History is against Tipp, whose last Munster SFC title was in 1935, but Power is adamant that recent history of Tipp/Cork carries far more relevance.
"I'll even go back to our U-15/16 days - this group have beaten Cork," he reminds. "This group won't fear Cork, because we've beaten them at every level going up.
"Even back in 2016 they beat Cork (in a Munster senior semi-final). OK, over the last couple of years, Cork have kind of got the run on them. But there were a couple of occasions where Tipp could easily have won, especially the game in Páirc Uí Rinn in 2017 . . . so Tipp have been very, very close. The players will believe that they can beat Cork and that's a crucial thing."
There is a bigger picture at play: the Rebels' ambush of Kerry has not alone opened up Munster's, it has created an inviting pathway for the last three teams standing on that side of the All-Ireland draw, namely Cork, Tipp and Mayo.
Power agrees that there's "a huge chance" for any of them to reach the final - a scenario far removed from Tipperary's mid-October outlook.
In his maiden campaign, the former manager of the Tipp minors, U-21s and Wexford seniors found his team labouring in Division 3. They had garnered just three points from five outings before the first lockdown, lying sixth in the table, just ahead of Leitrim on scoring difference.
But since then they have edged four close battles: initially beating Offaly by a goal and then Leitrim by two points in a crucial head-to-head to preserve their Division 3 status, then Clare by a goal and Limerick by a point in extra-time.
"It's been a super month for us," Power reflects. "Despite some people thinking the Offaly game didn't mean much, for me it meant everything because I felt if we didn't get a result against Offaly I wouldn't be here talking to you. The Offaly game gave us a platform to build some momentum."
But for Conor Sweeney, he wouldn't be talking to us either. Reflecting on that outrageous, ultra-pressurised free to force extra-time against Limerick, he admits he was silently imploring his skipper to work the ball short.
"But just his body language, I could see that he really fully believed that he was going to hit it. And, like, what a score!" he beams. "But that doesn't just happen. That's not a fluke. That man is a very, very modest guy; he practises, he works hard at it. Over the last couple of weeks he's really shown why he's captain of this team because he's a true leader."
Power has no fears about going to Páirc Uí Chaoimh. He looks at the team he has inherited and reckons they are "more than capable of being in Division 2".
He accepts the charge of inconsistency but maintains that it's "more of a mental thing", adding: "For some reason we seem to play to the level of our opposition; we play well against better teams, and that's not an arrogant thing."
Now the bar is set to rise considerably but he's defiantly optimistic.
"I'm dealing with a bunch of lads that have played in minor All-Ireland finals, under-21 All-Ireland finals, have played in an All-Ireland senior semi-final against Mayo.

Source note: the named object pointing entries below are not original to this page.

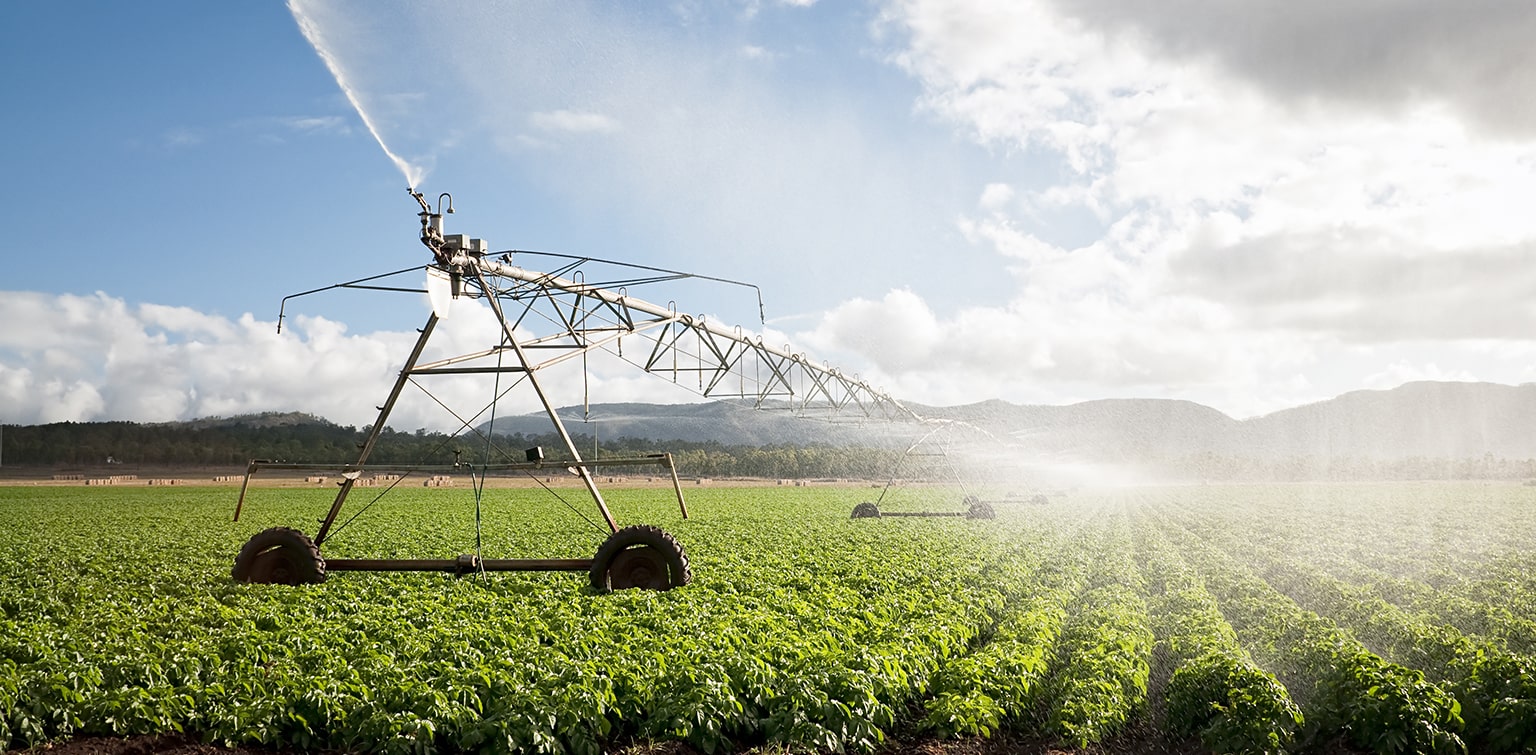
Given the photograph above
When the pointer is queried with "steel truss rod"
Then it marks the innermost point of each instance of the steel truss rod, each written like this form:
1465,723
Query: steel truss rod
566,318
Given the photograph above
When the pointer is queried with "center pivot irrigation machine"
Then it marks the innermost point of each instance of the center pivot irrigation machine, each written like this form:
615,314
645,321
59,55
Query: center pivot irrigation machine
925,462
546,319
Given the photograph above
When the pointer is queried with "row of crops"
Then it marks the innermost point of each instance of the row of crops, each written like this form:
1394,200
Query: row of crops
1246,619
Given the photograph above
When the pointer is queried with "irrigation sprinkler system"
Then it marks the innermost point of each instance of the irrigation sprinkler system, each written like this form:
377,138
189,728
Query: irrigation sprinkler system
546,319
931,453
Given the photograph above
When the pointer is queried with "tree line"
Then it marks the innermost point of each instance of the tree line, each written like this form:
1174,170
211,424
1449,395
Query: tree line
300,438
235,442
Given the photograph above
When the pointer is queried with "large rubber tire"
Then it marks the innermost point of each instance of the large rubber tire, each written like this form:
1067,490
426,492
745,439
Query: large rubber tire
980,510
280,556
639,556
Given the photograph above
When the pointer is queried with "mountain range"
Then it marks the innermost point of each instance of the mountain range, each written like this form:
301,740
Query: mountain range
1416,419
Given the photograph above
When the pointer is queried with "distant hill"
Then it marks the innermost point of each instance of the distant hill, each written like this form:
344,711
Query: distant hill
711,422
1418,419
1420,430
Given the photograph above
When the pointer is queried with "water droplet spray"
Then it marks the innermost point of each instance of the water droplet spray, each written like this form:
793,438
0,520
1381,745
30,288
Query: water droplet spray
312,32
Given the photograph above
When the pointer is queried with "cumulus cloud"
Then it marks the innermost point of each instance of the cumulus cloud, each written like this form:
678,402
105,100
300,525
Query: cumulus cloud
103,358
1387,57
573,121
1260,221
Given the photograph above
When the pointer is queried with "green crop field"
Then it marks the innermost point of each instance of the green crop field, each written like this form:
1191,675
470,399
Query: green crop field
1238,619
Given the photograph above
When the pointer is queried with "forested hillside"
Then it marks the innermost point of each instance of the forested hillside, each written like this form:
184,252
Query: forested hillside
303,438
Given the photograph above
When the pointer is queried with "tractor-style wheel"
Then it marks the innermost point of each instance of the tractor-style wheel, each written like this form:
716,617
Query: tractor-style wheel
639,556
280,556
980,510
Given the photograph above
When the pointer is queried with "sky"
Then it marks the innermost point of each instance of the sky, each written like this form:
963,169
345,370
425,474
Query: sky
1251,206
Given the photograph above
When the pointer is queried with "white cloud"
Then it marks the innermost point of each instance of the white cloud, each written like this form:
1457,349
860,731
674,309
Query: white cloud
1257,227
573,121
102,358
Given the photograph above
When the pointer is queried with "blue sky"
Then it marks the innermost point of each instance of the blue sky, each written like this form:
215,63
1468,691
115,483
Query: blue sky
1251,206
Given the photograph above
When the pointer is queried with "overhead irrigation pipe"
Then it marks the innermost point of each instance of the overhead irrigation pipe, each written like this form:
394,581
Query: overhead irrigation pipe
461,260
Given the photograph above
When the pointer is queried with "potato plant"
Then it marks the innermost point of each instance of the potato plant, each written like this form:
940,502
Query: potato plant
1392,616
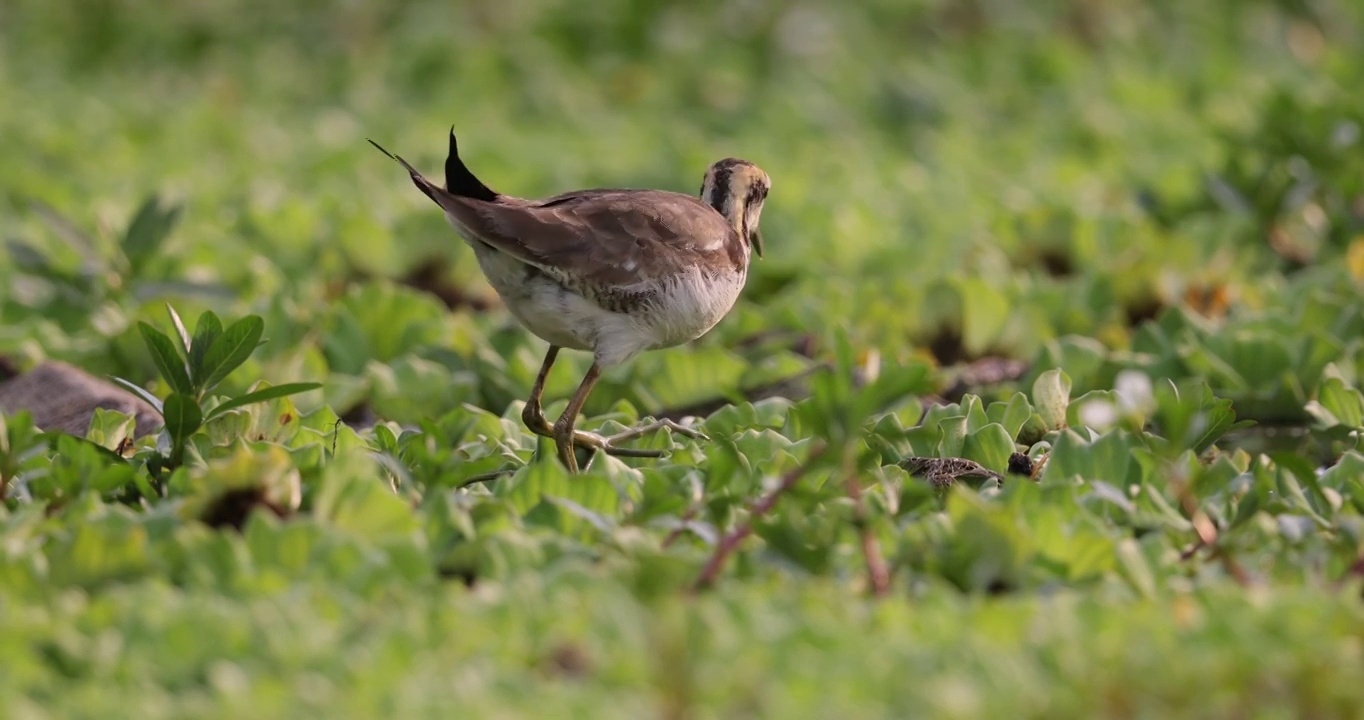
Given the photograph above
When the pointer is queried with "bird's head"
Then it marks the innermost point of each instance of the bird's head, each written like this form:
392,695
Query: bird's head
737,188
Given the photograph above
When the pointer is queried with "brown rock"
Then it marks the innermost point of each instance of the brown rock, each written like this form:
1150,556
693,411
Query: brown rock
64,397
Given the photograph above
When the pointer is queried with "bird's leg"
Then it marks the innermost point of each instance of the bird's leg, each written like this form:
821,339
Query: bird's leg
565,438
644,430
534,413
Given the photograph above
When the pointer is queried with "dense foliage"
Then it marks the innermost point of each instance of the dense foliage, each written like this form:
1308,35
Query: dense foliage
1157,210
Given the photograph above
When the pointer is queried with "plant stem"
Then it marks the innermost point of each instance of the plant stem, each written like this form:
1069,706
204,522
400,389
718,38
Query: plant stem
876,572
757,509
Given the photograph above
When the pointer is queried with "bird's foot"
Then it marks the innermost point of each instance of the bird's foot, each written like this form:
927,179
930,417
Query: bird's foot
611,443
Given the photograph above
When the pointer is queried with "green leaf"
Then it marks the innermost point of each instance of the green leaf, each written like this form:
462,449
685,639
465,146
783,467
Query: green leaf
182,415
989,446
109,428
1344,402
147,231
180,332
232,348
1015,415
1050,397
205,333
138,390
167,359
261,396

We have bags of experience and I think the players can use that to their advantage."
Power has never questioned the reality that Tipp is a "hurling county" but to win on Sunday would be a "huge statement", opening up football as an attractive option for talented young athletes in the county.
"Over the last couple of years we have been weak at under-20 and at minor, and I think that would give that kick-on," he surmises. "That players would see, 'God, look, Tipp senior football can compete at the very highest level' - because by nature Tipperary, we're high achievers. We've a lot of good sportsmen, whether they're soccer players, horse racing, whatever.
"They want to be with the best, and I think winning this Munster final would really drive it on."